We believed him then. But this time, things are different. He publicly salivated over the Red Sox job, making the Nationals, and the Nationals' fans, seem somehow less important in the grand scheme of things. We're wary now. Why should those of us who supported him against the anger of the blogosphere continue to do so when he's turned his back on us?

We shouldn't. But we will. Because Jim Bowden and Tony Taveres and Frank Robinson and Bud Selig and Jerry Reisendorf and all the rest of them are not what we love so dearly. We love the timelessness of baseball, its specialness, the fact that the very language of baseball has permeated the language of our country. We remember the crisp morning air and the dew covered grass when as kids we spent our summers at the ball field. Watching the Nationals play is joyful, but seeing at the game a grandfather with his arm around his young grandchild, teaching him the game, is priceless. Since the beginning of organized baseball, there have been men who tried to hijack the game for their own benefit. They all failed. Fads within the sport come and go. In the end, however, there are ninety feet between the each base and 60 feet six inches from home plate to the pitchers mound. Three strikes make an out, four walks are a ball. If no one is ahead after nine innings, the players keep playing.

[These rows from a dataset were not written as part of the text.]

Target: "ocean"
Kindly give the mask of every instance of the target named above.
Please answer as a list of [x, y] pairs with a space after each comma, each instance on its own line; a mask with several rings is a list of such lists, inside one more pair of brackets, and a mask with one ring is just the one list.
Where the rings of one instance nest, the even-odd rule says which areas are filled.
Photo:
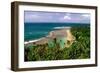
[[45, 37], [50, 31], [60, 27], [87, 27], [83, 23], [24, 23], [24, 41]]

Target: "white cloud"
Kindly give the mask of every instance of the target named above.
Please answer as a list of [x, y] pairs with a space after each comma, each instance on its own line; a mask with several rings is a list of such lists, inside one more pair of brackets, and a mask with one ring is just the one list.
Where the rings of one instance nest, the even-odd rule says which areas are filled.
[[63, 19], [70, 20], [71, 19], [71, 14], [70, 13], [66, 13], [66, 15], [64, 16]]
[[83, 14], [82, 17], [89, 18], [90, 15], [89, 14]]
[[29, 15], [26, 15], [26, 16], [25, 16], [25, 22], [32, 22], [33, 20], [36, 20], [36, 19], [38, 19], [38, 18], [40, 18], [39, 15], [36, 15], [36, 14], [32, 15], [32, 14], [29, 14]]
[[29, 15], [30, 18], [39, 18], [39, 15]]
[[68, 19], [68, 20], [70, 20], [71, 17], [70, 17], [70, 16], [64, 16], [64, 19]]

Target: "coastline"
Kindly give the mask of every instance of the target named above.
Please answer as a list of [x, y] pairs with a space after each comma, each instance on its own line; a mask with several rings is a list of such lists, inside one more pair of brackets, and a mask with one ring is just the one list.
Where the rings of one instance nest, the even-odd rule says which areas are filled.
[[[63, 34], [66, 35], [64, 36]], [[55, 36], [57, 38], [53, 39], [53, 37]], [[66, 30], [50, 31], [50, 33], [48, 33], [48, 35], [45, 36], [45, 38], [46, 40], [49, 39], [47, 44], [44, 44], [45, 41], [44, 39], [31, 40], [30, 42], [27, 41], [30, 44], [24, 45], [25, 49], [24, 61], [40, 61], [40, 60], [44, 61], [44, 60], [58, 60], [58, 59], [69, 60], [69, 59], [90, 58], [89, 27], [86, 28], [72, 27], [71, 30], [67, 31]]]
[[35, 40], [30, 40], [30, 41], [25, 41], [24, 44], [45, 44], [48, 43], [48, 40], [54, 39], [57, 37], [66, 37], [66, 38], [71, 38], [67, 37], [68, 35], [71, 35], [71, 27], [56, 27], [56, 30], [50, 31], [49, 34], [45, 37], [42, 37], [40, 39], [35, 39]]
[[42, 39], [44, 39], [44, 38], [45, 38], [45, 37], [42, 37], [42, 38], [40, 38], [40, 39], [25, 41], [24, 44], [30, 44], [30, 43], [38, 42], [38, 41], [40, 41], [40, 40], [42, 40]]

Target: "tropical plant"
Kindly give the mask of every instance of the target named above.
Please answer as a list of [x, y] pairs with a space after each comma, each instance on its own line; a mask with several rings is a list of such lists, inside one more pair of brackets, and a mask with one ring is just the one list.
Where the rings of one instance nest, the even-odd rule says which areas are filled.
[[87, 59], [90, 58], [90, 27], [71, 29], [76, 40], [70, 47], [60, 49], [56, 38], [51, 44], [25, 45], [25, 61]]

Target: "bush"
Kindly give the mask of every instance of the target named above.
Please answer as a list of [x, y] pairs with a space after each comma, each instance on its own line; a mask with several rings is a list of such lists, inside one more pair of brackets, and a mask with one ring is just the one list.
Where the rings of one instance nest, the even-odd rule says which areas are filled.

Sure, I'm ticked at Jim Bowden. But long after he leaves us, we'll still be here, and so will the Nationals. And that is what makes , in the long term, his actions so unimportant.


Comments:
So screw Bowden and apparentely MLB is saying (again) screw the people of Washington as they announce once again that the decision on the owner would be put off even more weeks. I am getting tired of the entire thing. Its enough to drive people away from baseball.